Is Windsor Center, Llc Safe?

Based on CMS inspection data, WINDSOR HEALTH AND REHABILITATION CENTER, LLC has documented safety concerns. The facility has 1 substantiated abuse finding (meaning confirmed case of resident harm by staff or other residents). Inspectors have issued 1 Immediate Jeopardy citation (the most serious violation level indicating risk of serious injury or death). The facility is currently on the Special Focus Facility watch list (a federal program monitoring the lowest-performing 1% of nursing homes nationwide). The facility has a 1-star overall rating and ranks #100 of 100 nursing homes in Connecticut. Families considering this facility should ask detailed questions about what corrective actions have been taken since these incidents.

Do Nurses at Windsor Center, Llc Stick Around?

WINDSOR HEALTH AND REHABILITATION CENTER, LLC has a staff turnover rate of 41%, which is about average for Connecticut nursing homes (state average: 46%). Moderate turnover is common in nursing homes, but families should still ask about staff tenure and how the facility maintains care continuity when employees leave.

Was Windsor Center, Llc Ever Fined?

WINDSOR HEALTH AND REHABILITATION CENTER, LLC has been fined $29,202 across 2 penalty actions. This is below the Connecticut average of $33,371. While any fine indicates a compliance issue, fines under $50,000 are relatively common and typically reflect isolated problems that were subsequently corrected. Families should ask what specific issues led to these fines and confirm they've been resolved.

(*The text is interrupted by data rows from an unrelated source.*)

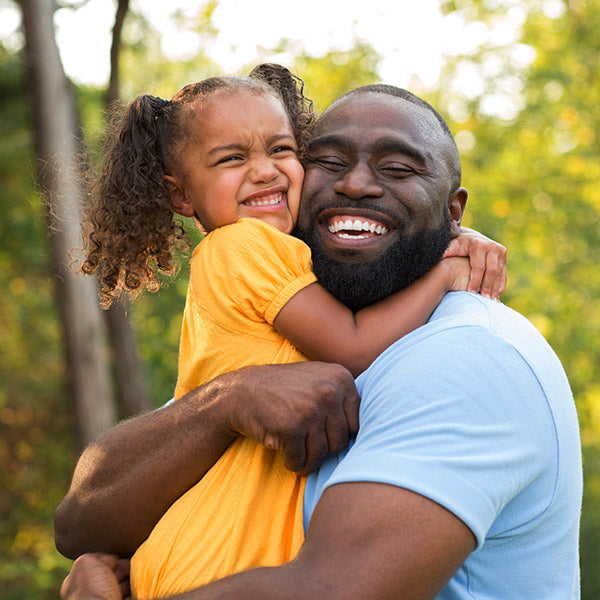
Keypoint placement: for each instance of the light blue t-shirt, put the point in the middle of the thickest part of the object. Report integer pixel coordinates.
(474, 411)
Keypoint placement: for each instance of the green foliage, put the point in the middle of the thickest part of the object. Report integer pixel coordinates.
(330, 76)
(36, 439)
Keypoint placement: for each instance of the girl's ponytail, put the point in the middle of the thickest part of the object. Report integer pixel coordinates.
(291, 91)
(130, 228)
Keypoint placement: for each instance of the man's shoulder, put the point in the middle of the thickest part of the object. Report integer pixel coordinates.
(462, 317)
(470, 335)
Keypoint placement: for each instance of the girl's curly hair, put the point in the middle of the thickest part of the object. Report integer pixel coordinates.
(130, 231)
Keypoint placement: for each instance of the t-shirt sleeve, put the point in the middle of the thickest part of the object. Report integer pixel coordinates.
(250, 270)
(447, 418)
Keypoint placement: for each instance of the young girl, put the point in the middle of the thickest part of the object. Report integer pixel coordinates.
(225, 151)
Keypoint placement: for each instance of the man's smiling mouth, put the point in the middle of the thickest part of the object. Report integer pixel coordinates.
(352, 227)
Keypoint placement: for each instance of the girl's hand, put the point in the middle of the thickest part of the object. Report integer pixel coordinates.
(97, 577)
(487, 259)
(456, 273)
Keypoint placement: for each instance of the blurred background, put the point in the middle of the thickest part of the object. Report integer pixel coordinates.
(517, 80)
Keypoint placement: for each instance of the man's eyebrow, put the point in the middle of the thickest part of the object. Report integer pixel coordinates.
(333, 140)
(385, 145)
(391, 145)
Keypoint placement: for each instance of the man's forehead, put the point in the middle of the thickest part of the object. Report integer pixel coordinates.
(375, 113)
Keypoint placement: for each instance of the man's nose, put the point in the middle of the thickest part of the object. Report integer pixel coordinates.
(263, 169)
(358, 182)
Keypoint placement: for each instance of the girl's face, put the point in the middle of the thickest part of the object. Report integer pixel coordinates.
(240, 162)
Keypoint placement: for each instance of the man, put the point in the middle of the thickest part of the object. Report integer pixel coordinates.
(465, 477)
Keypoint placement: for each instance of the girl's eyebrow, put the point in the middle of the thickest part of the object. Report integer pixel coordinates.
(240, 146)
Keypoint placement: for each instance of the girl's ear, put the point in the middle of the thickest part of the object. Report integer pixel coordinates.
(181, 205)
(456, 208)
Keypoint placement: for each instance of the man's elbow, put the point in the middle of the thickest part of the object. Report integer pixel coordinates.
(65, 530)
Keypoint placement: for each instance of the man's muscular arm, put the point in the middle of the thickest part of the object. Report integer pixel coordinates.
(125, 480)
(365, 541)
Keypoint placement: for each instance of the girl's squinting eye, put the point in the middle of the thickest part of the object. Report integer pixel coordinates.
(229, 158)
(283, 148)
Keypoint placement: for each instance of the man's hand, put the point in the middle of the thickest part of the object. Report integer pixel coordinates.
(97, 577)
(306, 410)
(487, 258)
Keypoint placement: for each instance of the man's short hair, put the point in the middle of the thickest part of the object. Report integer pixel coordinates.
(392, 90)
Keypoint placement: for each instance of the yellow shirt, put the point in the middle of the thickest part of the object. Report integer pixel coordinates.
(247, 510)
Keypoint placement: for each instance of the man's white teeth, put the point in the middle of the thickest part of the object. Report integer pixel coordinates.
(356, 225)
(266, 200)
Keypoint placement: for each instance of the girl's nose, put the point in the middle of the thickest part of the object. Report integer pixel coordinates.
(263, 169)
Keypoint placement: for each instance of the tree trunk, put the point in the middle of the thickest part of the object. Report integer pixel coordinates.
(129, 373)
(57, 143)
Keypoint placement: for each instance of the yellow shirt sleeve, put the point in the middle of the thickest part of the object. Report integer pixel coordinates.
(247, 271)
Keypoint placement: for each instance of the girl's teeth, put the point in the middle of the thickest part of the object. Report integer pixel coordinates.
(266, 200)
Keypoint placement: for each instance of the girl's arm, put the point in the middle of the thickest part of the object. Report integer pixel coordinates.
(324, 329)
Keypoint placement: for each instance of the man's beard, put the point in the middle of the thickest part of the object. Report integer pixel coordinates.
(360, 284)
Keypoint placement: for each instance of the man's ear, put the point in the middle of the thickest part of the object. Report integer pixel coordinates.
(456, 208)
(181, 205)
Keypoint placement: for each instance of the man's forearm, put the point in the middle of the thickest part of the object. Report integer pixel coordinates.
(125, 480)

Is Windsor Center, Llc on Any Federal Watch List?

WINDSOR HEALTH AND REHABILITATION CENTER, LLC is currently an SFF Candidate, meaning CMS has identified it as potentially qualifying for the Special Focus Facility watch list. SFF Candidates have a history of serious deficiencies but haven't yet reached the threshold for full SFF designation. The facility is being monitored more closely — if problems continue, it may be added to the official watch list. Families should ask what the facility is doing to address the issues that led to this status.